In het rapport van psycholoog A.E. Haan van 24 december 2013 is onder meer, zakelijk weergegeven, het navolgende gesteld:
Onderzochte is lijdende aan een gebrekkige ontwikkeling en/of ziekelijke stoornis van
zijn geestvermogens. Bij betrokkene was sprake van alcoholafhankelijkheid, momenteel in volledige remissie. De komende jaren zal moeten blijken of dit nog als stoornis aanwezig is, voorlopig wordt de diagnose nog gehandhaafd. Daarbij is sprake van een gebrekkige
ontwikkeling van de geestvermogens in de vorm van een persoonlijkheidsstoornis
NAO.
Er bestaat een belangrijke discrepantie tussen de door de kliniek vastgestelde en
door de reclassering eveneens aangenomen zwakbegaafdheid en de herhaalde
scores op intelligentietests. Het is uit de rapportages van de kliniek niet duidelijk geworden waarom gesproken wordt van zwakbegaafdheid. Er kan ook geen sprake zijn van achteruitgang in intelligentie, aangezien onderzochte nu opnieuw scoort op gemiddeld niveau. Alles overziend moet de diagnose zwakbegaafdheid worden verworpen.

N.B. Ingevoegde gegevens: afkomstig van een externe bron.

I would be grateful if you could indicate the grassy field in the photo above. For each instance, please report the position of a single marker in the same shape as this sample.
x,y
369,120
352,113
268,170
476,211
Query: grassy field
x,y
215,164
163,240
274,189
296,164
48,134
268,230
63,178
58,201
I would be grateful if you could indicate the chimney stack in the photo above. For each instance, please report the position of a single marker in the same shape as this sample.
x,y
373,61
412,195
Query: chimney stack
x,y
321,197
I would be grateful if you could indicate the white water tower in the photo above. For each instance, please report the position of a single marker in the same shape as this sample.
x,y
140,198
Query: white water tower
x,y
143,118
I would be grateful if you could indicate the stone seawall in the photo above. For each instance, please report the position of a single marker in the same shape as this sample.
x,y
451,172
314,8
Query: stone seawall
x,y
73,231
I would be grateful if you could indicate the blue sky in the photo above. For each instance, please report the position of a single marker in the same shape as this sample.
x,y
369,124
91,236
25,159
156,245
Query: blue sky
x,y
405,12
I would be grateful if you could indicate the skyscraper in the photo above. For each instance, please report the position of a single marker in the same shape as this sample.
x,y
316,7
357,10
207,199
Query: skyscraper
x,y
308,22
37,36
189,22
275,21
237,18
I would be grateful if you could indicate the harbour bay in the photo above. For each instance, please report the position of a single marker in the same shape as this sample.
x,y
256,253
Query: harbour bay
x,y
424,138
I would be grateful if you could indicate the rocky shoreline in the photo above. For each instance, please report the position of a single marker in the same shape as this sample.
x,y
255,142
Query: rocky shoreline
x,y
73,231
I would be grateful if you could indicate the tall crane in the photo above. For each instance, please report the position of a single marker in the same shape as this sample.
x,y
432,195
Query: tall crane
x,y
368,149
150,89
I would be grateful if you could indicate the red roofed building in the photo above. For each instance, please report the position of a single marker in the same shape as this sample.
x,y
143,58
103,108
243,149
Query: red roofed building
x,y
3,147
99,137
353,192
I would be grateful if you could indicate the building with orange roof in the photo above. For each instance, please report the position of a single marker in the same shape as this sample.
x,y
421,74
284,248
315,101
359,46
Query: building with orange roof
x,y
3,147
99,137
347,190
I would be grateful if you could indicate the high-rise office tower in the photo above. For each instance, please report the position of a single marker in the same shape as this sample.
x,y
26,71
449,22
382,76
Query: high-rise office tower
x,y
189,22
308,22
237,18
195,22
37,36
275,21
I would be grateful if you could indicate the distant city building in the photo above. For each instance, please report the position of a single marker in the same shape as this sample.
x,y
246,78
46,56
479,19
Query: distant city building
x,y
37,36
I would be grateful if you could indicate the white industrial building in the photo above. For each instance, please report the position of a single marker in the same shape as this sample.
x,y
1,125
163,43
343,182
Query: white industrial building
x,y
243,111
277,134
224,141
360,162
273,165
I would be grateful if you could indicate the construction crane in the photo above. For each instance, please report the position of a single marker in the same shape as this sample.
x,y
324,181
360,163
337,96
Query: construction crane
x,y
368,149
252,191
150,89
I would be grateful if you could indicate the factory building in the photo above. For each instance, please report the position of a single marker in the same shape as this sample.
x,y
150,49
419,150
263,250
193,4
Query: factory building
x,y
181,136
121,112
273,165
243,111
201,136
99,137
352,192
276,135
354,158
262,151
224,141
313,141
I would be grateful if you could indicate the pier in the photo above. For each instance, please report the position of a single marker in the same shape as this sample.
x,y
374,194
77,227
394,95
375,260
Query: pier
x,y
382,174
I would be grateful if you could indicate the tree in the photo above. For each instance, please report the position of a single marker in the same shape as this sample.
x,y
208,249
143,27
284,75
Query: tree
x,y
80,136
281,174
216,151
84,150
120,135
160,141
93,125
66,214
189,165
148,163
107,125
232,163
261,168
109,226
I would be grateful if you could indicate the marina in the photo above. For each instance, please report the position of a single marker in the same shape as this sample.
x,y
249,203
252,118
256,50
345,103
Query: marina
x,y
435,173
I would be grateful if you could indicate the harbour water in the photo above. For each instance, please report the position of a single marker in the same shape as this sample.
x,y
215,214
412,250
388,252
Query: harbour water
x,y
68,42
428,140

Binnen de huidige setting, in het kader van tbs met voorwaardelijke beëindiging van
het bevel verpleging, wordt het risico op gewelddadig gedrag als laag geschat. Pas bij
beëindiging van begeleiding en toezicht zou op den duur mogelijk weer risico kunnen
ontstaan op alcoholmisbruik of terugval in afhankelijkheid. Dan nog is het de vraag of
hij opnieuw tot gewelddadig gedrag zou komen, maar in dat geval zou het risico
daarop wel iets toenemen. Voor zowel zijn alcoholgebruik als voor wat betreft
mogelijk gewelddadig gedrag kan gesteld worden dat de negatieve voedingsbodem
daarvoor sterk lijkt te zijn afgenomen en mogelijk is die voedingsbodem inmiddels
zelfs geheel verdwenen. Daarbij is sprake van voldoende beschermende factoren
tegen eventueel nog aanwezig recidiverisico.
Voor de kans op herhaling van soortgelijke strafbare feiten als waarvoor onderzochte de maatregel terbeschikkingstelling kreeg opgelegd geldt hetzelfde als hiervoor is opgemerkt.
Het risicomanagement van een klinische behandeling is momenteel niet meer aan de
orde en ook niet meer nodig. Betrokkene heeft zich binnen de klinische periode van zijn
tbs-traject en binnen de periode van voorwaardelijke beëindiging van het bevel
verpleging zodanig gedragen dat er, ondanks een enkele terugval in alcoholgebruik,
geen sprake is geweest van gewelddadigheid of delictgerelateerd gedrag.
Voortzetting van de combinatie van zorg, begeleiding en forensisch psychiatrisch toezicht die hij momenteel krijgt, biedt een afdoende kader voor risicomanagement.
Het komende jaar zou bezien moeten worden in welke vorm en intensiteit hij nog
begeleiding en toezicht nodig heeft. Hierin lijkt het aangewezen om nadrukkelijk verder te werken aan meer vrijheden en verantwoordelijkheden voor betrokkene.
Geadviseerd wordt om de maatregel terbeschikkingstelling te verlengen met de duur
van één jaar en de voorwaardelijke beëindiging van het bevel tot verpleging te continueren.